Test of Discrete Event Systems - 21.12.2020
Exercise 1
An electronic device driving the opening of a safe generates one of three numbers, 0, 1, or 2, according to the following rules:
i) if 0 was generated last, then the next number is 0 again with probability 1/2 or 1 with probability 1/2;
ii) if 1 was generated last, then the next number is 1 again with probability 2/5 or 2 with probability 3/5;
iii) if 2 was generated last, then the next number is either 0 with probability 7/10 or 1 with probability 3/10.
Moreover, the first generated number is 0 with probability 3/10, 1 with probability 3/10, and 2 with probability 2/5. The safe is opened the first time the sequence 120 takes place.

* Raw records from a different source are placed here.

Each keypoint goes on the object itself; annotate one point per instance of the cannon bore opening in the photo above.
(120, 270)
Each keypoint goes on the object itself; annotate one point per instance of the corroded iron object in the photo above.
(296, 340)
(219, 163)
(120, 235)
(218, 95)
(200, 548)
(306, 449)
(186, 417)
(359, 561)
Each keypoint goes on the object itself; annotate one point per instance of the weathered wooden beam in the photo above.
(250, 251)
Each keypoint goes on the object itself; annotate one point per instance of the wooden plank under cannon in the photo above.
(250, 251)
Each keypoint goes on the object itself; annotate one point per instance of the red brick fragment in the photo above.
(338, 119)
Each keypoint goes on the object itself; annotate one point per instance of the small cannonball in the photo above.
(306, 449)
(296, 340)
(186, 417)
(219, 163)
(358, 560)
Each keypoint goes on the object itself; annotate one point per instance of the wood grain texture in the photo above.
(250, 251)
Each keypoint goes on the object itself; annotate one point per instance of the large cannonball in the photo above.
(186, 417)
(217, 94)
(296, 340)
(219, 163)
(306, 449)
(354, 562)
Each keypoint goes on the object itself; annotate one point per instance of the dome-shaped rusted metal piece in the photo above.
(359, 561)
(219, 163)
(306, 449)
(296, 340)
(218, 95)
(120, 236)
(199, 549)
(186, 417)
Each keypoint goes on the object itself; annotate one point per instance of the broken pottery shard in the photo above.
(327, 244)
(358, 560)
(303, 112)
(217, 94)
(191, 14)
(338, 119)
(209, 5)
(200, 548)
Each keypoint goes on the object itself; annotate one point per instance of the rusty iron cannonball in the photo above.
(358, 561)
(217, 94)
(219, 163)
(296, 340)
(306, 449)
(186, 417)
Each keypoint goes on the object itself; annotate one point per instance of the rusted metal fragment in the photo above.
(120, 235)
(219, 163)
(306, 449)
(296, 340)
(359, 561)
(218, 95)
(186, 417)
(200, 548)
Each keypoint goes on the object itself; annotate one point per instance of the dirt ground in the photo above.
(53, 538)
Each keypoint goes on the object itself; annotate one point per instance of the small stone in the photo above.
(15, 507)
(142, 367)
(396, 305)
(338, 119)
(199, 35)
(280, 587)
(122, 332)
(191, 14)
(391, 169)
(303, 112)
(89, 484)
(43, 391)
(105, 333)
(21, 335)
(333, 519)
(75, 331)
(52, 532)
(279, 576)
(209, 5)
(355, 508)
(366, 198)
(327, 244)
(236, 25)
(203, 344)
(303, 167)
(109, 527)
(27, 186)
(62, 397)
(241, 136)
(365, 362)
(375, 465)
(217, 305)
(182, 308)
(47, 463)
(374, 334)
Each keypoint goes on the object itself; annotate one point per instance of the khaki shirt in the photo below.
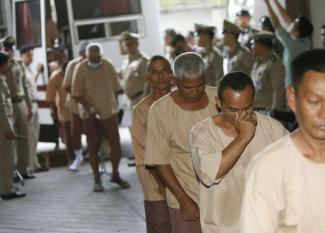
(220, 200)
(240, 60)
(6, 109)
(284, 192)
(168, 141)
(17, 83)
(56, 92)
(67, 83)
(213, 67)
(98, 86)
(133, 71)
(268, 75)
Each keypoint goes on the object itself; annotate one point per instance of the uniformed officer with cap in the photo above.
(133, 69)
(212, 58)
(7, 135)
(268, 74)
(238, 57)
(243, 19)
(22, 105)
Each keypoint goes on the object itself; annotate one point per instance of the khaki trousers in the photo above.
(21, 129)
(6, 164)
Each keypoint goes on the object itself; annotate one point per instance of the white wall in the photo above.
(182, 20)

1. Define a discrete time Markov chain for the above described opening mechanism of the safe.
2. Compute the probability that the safe is opened with the fourth generated number.
3. Compute the average length of the sequence generated to open the safe.
Exercise 2
A study of the strengths of the basketball teams of the main American universities shows that, if a university has a strong team one year, it is equally likely to have a strong team or an average team next year; if it has an average team, it is average next year with 50% probability, and if it changes, it is just as likely to become strong as weak; if it is weak, it has 65% probability of remaining so, otherwise it becomes average.
1. What is the probability that a team is strong on the long run?
2. Assume that a team is strong. Compute the probability that it is strong for at least three consecutive years.
3. Assume that a team is weak. How many years are needed on average for it to become strong?
4. Assume that a team is weak. Compute the probability that, in the next ten years, it is strong at least two years.